L’affaire du port de la burqa en France pose une double question, l’une de fond, l’autre de méthode. Pour ce qui est du fond, deux positions sont apparues dans le débat récent. La première est que l’interdiction du port de la burqa constituerait un viol des droits fondamentaux de la personne et doit donc être combattue. La seconde est que le port du voile intégral est condamnable car incompatible avec les valeurs de la République. La seconde de ces positions est en réalité commune aux deux grands partis, le PS et l’UMP. Dès lors se pose la question de méthode : faut-il ou non légiférer pour interdire cette pratique ?

L’UMP, après divisions et hésitations semble finalement suivre Jean-François Copé sur le principe d’une loi, à condition que soient écartés au préalable les risques d’inconstitutionnalité et d’inapplicabilité pratique. Le PS s’est au contraire prononcé contre une loi. Outre les raisons qui recoupent les risques soulevés par l’UMP, il a avancé raison supplémentaire pour justifier sa position : le refus d’une « loi de circonstances », préconisant au contraire « une action publique contre le port du voile intégral respectueuse de notre État de droit et qui mobilise de façon résolue les principes et les moyens de la République ».

Cette position présente deux inconvénients pour le PS. Le premier résulte du caractère contradictoire de la position elle-même. Si les socialistes sont, comme l’a déclaré le porte-parole du parti, « totalement opposés à la burqa » et si celle-ci « est une prison pour les femmes » et si enfin « dans la République, elle n’a pas sa place », alors le refus de légiférer, pratique qui demeure la manière d’exprimer la « volonté générale » en république, est incompréhensible. L’argument de la « loi de circonstance » est peu défendable car il est difficile de traiter une question avant même que celle-ci se pose.

Le caractère contradictoire de sa position, qui l’affaiblit politiquement indéniablement, s’explique peut-être par le refus du PS de se joindre au mouvement initié par le président du groupe UMP à l’Assemblée nationale, en faveur d’une loi, refus qui génère un second inconvénient. On en revient en effet une fois de plus à la question de la manière dont l’opposition s’oppose.
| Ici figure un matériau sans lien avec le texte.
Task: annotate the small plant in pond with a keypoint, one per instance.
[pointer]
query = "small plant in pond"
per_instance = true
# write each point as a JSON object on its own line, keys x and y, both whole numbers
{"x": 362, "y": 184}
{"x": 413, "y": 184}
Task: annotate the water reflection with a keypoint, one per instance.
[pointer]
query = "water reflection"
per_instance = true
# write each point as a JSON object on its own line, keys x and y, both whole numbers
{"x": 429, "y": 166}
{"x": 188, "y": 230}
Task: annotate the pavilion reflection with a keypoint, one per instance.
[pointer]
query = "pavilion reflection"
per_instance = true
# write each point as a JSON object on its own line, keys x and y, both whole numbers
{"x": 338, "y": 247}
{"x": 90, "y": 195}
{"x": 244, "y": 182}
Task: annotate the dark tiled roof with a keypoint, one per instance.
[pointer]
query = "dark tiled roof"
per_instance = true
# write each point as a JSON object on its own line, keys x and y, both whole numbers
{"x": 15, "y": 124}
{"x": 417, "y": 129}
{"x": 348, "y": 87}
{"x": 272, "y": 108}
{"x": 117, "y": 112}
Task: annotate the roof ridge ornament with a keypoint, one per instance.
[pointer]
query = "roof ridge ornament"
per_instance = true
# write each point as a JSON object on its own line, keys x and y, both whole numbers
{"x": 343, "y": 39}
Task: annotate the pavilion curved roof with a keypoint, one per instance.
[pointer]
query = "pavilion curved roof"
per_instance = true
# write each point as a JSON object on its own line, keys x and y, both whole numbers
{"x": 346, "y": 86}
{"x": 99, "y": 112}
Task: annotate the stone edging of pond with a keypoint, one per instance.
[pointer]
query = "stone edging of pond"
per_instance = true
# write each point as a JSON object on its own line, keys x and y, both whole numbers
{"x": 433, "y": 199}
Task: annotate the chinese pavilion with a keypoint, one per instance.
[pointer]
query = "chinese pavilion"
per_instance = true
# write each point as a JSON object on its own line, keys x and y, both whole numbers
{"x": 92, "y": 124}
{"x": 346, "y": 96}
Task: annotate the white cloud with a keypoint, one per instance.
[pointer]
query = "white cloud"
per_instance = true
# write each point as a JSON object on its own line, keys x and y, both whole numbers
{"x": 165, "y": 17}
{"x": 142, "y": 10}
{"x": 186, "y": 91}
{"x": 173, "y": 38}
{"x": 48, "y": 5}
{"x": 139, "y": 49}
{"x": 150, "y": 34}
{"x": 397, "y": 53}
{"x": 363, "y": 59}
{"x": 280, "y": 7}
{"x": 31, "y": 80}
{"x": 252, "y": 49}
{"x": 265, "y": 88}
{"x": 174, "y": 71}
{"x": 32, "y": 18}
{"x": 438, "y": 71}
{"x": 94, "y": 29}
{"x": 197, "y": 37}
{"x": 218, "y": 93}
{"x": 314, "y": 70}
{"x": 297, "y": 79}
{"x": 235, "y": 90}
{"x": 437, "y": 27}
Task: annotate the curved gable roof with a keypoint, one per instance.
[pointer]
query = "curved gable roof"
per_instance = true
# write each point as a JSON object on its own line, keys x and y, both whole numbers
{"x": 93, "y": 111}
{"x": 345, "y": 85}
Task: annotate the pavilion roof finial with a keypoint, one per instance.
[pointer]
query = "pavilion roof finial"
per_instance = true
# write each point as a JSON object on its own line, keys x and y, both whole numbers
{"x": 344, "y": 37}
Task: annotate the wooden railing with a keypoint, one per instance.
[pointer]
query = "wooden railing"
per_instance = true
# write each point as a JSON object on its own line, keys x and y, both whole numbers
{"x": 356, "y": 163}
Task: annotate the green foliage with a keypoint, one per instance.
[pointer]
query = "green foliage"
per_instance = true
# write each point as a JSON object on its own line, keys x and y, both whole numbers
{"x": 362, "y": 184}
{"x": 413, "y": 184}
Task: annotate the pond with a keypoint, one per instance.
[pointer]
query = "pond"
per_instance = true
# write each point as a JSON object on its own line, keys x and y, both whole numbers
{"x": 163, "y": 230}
Au moment où la direction du PS a débattu de cette question et pris position, la majorité était divisée. La proposition de légiférer présentée par Jean-François Copé a été mal prise par l’Elysée et la direction de l’UMP. Outre les questions de rivalités politiques personnelles, l’opposition de l’Elysée s’expliquait par une raison liée au fonctionnement habituel des institutions sous la Ve République. Dans un régime qui, depuis cinquante ans, a bridé systématiquement l’action du parlement, il est devenu presqu’outrecuidant de la part de celui-ci de prétendre exercer un droit que la constitution lui reconnaît pourtant, celui de l’initiative des lois, droit qu’il partage constitutionnellement avec le Premier ministre. La volonté du président du groupe UMP de prendre au sérieux l’idée de coproduction législative agace donc le pouvoir exécutif.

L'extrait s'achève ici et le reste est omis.